Pero las palabras son lo de menos. Lo crucial está entre líneas: ¿qué puede hacer realmente el gobierno federal cuando los carteles dictan los horarios comerciales?
Un estado bajo sitio económico
El detonante fue la guerra entre ‘Los Mayos’ y ‘Los Chapitos’ a finales del 2024. Los balazos silenciaron las cajas registradoras. Restaurantes, tiendas, comercios locales… todos bajaron la cortina por seguridad.
La economía sinaloense, esa máquina compleja y vibrante, se atascó. Y ahora Sheinbaum llega con un equipo de diagnóstico, pero sin el antídoto claro.
“Vamos a escucharlos primero, es lo más importante”,
dijo la mandataria.
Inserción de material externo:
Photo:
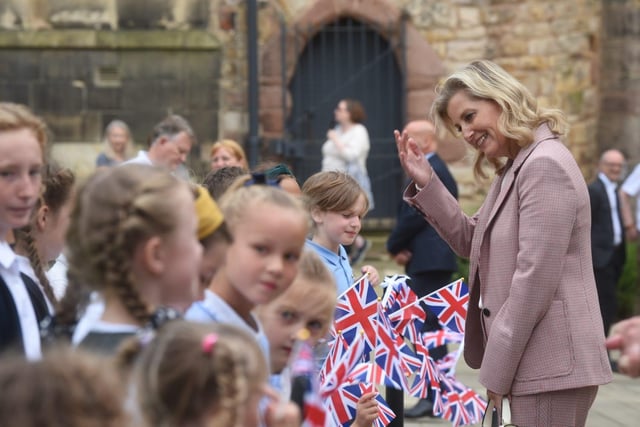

Es un reconocimiento tácito: ellos saben la realidad que se vive tras las rejas metálicas.
Su estrategia parece ser la cautela. Escuchar antes que prometer. Evaluar antes que actuar. En política, a veces no mover ficha es la jugada más inteligente.
Pero las familias dueñas de esos negocios no tienen tiempo para estrategias largas. Necesitan soluciones ya. ¿Programas especiales? ¿Apoyos directos? ¿Mayor presencia militar?
La reunión de hoy es solo el primer acto. El verdadero drama —el de reactivar una economía tomada por rehenes— apenas comienza. Y todo México está viendo si el gobierno puede escribir un final diferente esta vez.